Ethical Theory of the Firm
Abstract:Finance traditionally has a typical neoclassical character. The strong dependence of this approach on rational economic man and its obvious restrictions concerning realistic human behavior led to the emergence of alternative theoretical concepts. Well-known examples are quasirational economics, institutional economics and behavioral finance. In this chapter we show that the shareholders paradigm is an outdated concept in the modern stage of market capitalism. The traditional theory of the firm is too restrictive to incorporate ethical values into the financial framework.
In the property rights model it is the shareholder that holds the residual risk and therefore the residual profit. The company is considered a set of direct-investment projects that converts inputs into outputs. In this view a company is not a system of cooperating persons but a contracting institute that produces cash flow. From this perspective no social responsibility is involved. This typical neoclassical approach is justified by selecting the shareholders as the optimal stakeholders in order to reduce the agency cost. This line of argument denies an explicit relationship between social cohesion and operational efficiency.

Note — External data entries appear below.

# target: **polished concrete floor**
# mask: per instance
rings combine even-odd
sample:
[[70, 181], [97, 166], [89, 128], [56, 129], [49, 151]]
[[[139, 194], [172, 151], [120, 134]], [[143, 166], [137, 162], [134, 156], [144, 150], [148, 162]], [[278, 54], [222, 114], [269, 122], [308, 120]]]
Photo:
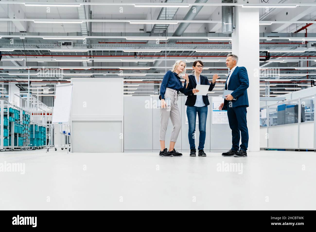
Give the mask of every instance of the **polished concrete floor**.
[[316, 153], [207, 154], [3, 152], [0, 209], [316, 209]]

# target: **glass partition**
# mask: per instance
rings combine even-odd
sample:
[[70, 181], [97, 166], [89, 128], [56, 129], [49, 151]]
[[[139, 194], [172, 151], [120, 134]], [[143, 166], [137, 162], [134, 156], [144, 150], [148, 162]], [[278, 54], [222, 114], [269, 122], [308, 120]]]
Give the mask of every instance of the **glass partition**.
[[298, 105], [298, 100], [294, 100], [269, 106], [269, 125], [297, 123]]
[[315, 112], [315, 96], [301, 99], [301, 122], [314, 121]]
[[267, 107], [260, 108], [260, 126], [266, 127], [268, 123]]

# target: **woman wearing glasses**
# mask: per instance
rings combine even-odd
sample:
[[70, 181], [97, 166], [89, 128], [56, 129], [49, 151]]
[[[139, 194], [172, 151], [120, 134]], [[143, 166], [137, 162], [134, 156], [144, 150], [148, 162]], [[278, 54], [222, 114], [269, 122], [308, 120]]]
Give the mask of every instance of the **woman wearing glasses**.
[[[160, 86], [159, 99], [161, 100], [160, 109], [160, 129], [159, 130], [159, 140], [161, 150], [160, 156], [180, 157], [182, 154], [174, 150], [174, 145], [177, 141], [180, 129], [181, 129], [181, 118], [180, 111], [177, 104], [178, 93], [180, 91], [185, 93], [189, 85], [189, 78], [187, 74], [183, 77], [185, 80], [184, 86], [182, 85], [179, 75], [185, 73], [185, 63], [178, 60], [175, 63], [172, 71], [168, 71], [163, 77]], [[167, 126], [171, 120], [173, 126], [170, 139], [170, 146], [168, 151], [165, 148], [165, 140]]]
[[197, 85], [207, 85], [210, 86], [209, 91], [211, 91], [215, 86], [216, 80], [219, 77], [217, 74], [213, 75], [212, 83], [210, 84], [207, 77], [201, 74], [204, 67], [203, 62], [196, 60], [193, 63], [193, 74], [189, 76], [189, 86], [184, 93], [187, 95], [185, 102], [186, 115], [189, 122], [189, 142], [190, 144], [190, 156], [196, 156], [196, 150], [194, 141], [194, 132], [197, 113], [198, 117], [198, 128], [200, 132], [199, 141], [198, 149], [199, 156], [206, 156], [204, 152], [204, 144], [206, 135], [206, 118], [207, 116], [207, 106], [210, 104], [207, 95], [205, 96], [194, 95], [198, 92], [198, 90], [196, 89]]

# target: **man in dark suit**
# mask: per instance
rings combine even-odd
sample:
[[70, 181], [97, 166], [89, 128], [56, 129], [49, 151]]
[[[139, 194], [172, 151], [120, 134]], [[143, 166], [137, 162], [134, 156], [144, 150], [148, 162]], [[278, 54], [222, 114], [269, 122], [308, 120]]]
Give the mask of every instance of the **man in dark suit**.
[[[236, 55], [227, 55], [226, 65], [230, 71], [225, 89], [233, 92], [225, 96], [226, 98], [219, 109], [227, 110], [229, 127], [232, 129], [233, 146], [231, 149], [222, 154], [222, 156], [247, 157], [249, 139], [247, 127], [247, 107], [249, 106], [247, 89], [249, 86], [249, 79], [246, 68], [237, 66], [238, 62], [238, 57]], [[241, 144], [240, 149], [240, 134]]]

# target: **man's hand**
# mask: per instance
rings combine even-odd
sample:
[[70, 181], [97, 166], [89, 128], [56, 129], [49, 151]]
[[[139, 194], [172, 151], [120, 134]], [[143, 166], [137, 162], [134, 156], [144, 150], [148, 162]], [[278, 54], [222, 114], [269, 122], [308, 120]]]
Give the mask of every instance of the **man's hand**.
[[223, 106], [224, 106], [224, 103], [222, 102], [222, 103], [221, 103], [221, 105], [220, 105], [219, 106], [219, 107], [218, 107], [218, 109], [219, 110], [221, 110], [222, 109], [223, 109]]
[[198, 89], [193, 89], [192, 90], [192, 92], [193, 93], [196, 93], [197, 92], [200, 92], [200, 91]]
[[214, 74], [213, 75], [213, 80], [212, 80], [212, 83], [214, 84], [216, 82], [216, 80], [219, 78], [220, 77], [217, 74]]
[[231, 94], [225, 95], [225, 97], [226, 97], [226, 100], [227, 101], [230, 101], [234, 99], [234, 97], [232, 96]]
[[161, 99], [161, 102], [160, 104], [162, 109], [163, 108], [166, 108], [167, 107], [167, 104], [165, 101], [164, 99]]

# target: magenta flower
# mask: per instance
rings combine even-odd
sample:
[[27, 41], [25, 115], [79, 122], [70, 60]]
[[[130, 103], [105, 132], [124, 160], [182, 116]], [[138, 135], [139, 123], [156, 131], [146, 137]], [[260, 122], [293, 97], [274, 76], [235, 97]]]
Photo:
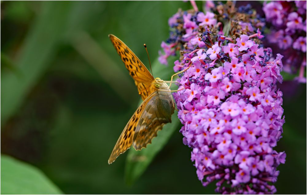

In the ‘finance and ethics’ approach the neoclassical paradigm is replaced by a broader economic view. Care for the environment and the (social) health of employees are necessarily juxtaposed with competition and profitability as priorities. Competition encourages operational efficiency, but at the same time it is too limited as an allocation mechanism. The problem with this type of approach is that it replaces the strict quantifiable approach by a more qualitative one. It looks less structured than the modern mathematical approach used in financial theory. But, like the well-known ‘invisible hand’ of Adam Smith, there could also be an ‘invisible morality’ in the functioning of the market.